Optimality Test: Check the objective function row ($Z$-row). If all coefficients are non-negative, the current solution is optimal, and the process terminates.
Determine Pivot Column (Entering Variable): Select the variable that most improves the objective function (the variable with the most negative coefficient). This becomes the "Entering Variable."
Determine Pivot Row (Leaving Variable): Calculate the ratio of the constant term to the coefficient for each row to see how far we can move in that direction without violating constraints (Minimum Ratio Test). The row with the minimum ratio becomes the "Leaving Variable."
Pivot Operation: Using Gaussian elimination, make the selected pivot element "1" and all other elements in that column "0."
Return to Step 2.

4. Example Problem

To deepen our understanding of the theory, let's solve the following specific production planning problem.

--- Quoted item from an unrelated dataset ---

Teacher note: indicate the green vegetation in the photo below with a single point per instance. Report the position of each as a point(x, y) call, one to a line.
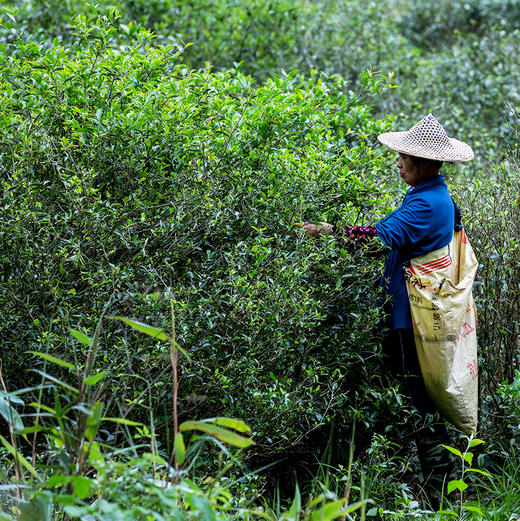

Objective Function (Maximize Profit):
\[ \text{Max } Z = 4x_1 + 3x_2 \]
Constraints:
\[ \begin{cases} x_1 + x_2 \le 40 \quad \dots (1) \\ 2x_1 + x_2 \le 60 \quad \dots (2) \\ x_1, x_2 \ge 0 \end{cases} \]

5. Step 1: Initial Tableau

Introduce slack variables $s_1, s_2$ to convert inequalities to equalities and create the tableau.
(Rewrite as $Z - 4x_1 - 3x_2 = 0$)

Basis	$Z$	$x_1$	$x_2$	$s_1$	$s_2$	Constant	Remark (Ratio)
$s_1$	0	1	1	1	0	40	$40/1=40$
$s_2$	0	2	1	0	1	60	$60/2=30$ (Min)
$Z$	1	-4	-3	0	0	0

Assessment: Since there are negative values in the $Z$-row, it is not optimal. Select $x_1$ column (coefficient -4) as the entering variable and $s_2$ row (minimum ratio) as the leaving variable. The pivot is "2".

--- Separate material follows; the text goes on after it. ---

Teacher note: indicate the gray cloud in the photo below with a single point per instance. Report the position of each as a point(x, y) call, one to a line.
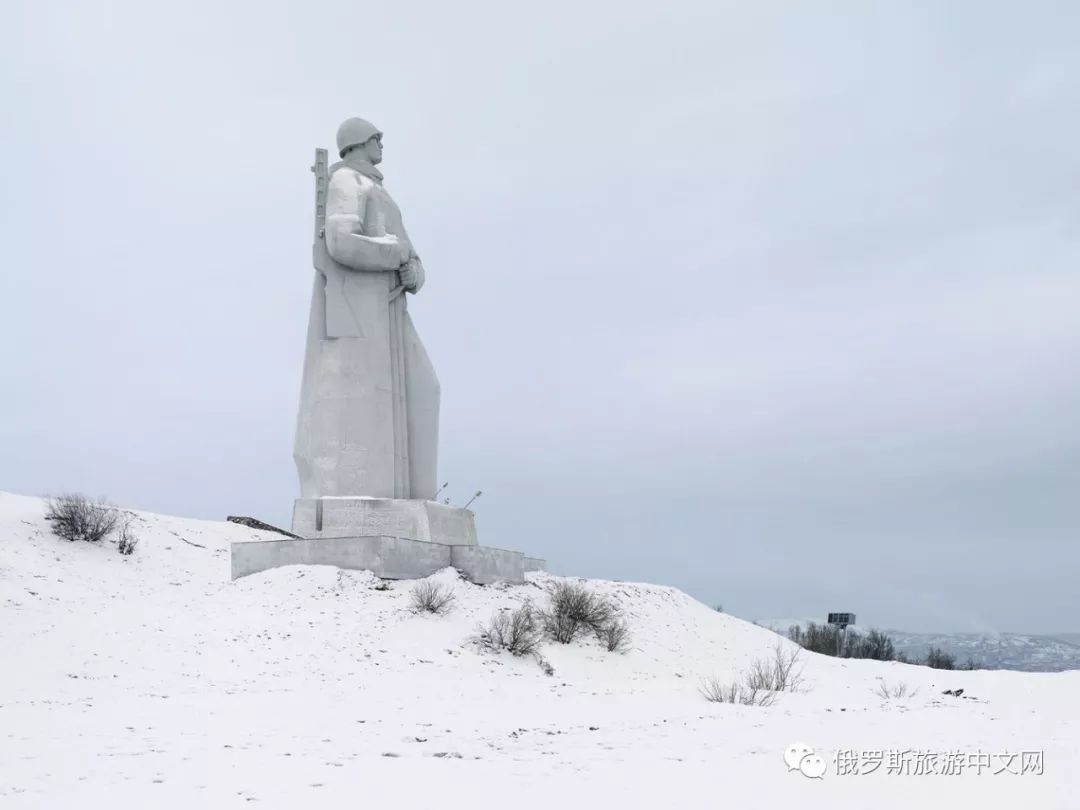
point(774, 304)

6. Step 2: Pivot Operation (1st Iteration)

Divide the entire pivot row by 2 and eliminate $x_1$ from other rows.

Basis	$Z$	$x_1$	$x_2$	$s_1$	$s_2$	Constant	Remark (Ratio)
$s_1$	0	0	0.5	1	-0.5	10	$10/0.5=20$ (Min)
$x_1$	0	1	0.5	0	0.5	30	$30/0.5=60$
$Z$	1	0	-1	0	2	120

Assessment: There is still a negative value (-1) in the $Z$-row. Select $x_2$ column as the entering variable and $s_1$ row as the leaving variable. The next pivot is "0.5".

7. Step 3: Pivot Operation (2nd Iteration - Convergence)

Perform matrix operations similarly.

Basis	$Z$	$x_1$	$x_2$	$s_1$	$s_2$	Constant	Remark
$x_2$	0	0	1	2	-1	20
$x_1$	0	1	0	-1	1	20
$Z$	1	0	0	2	1	140	Complete

Conclusion: Reaching the Optimal Solution

All coefficients in the $Z$-row are non-negative, so the calculation is complete.

Optimal Solution: $x_1 = 20, \quad x_2 = 20$
Max Profit: $Z = 140$

Geometrically, this means we started from the origin $(0,0)$, passed through vertex $(30,0)$, and finally reached the optimal vertex $(20,20)$.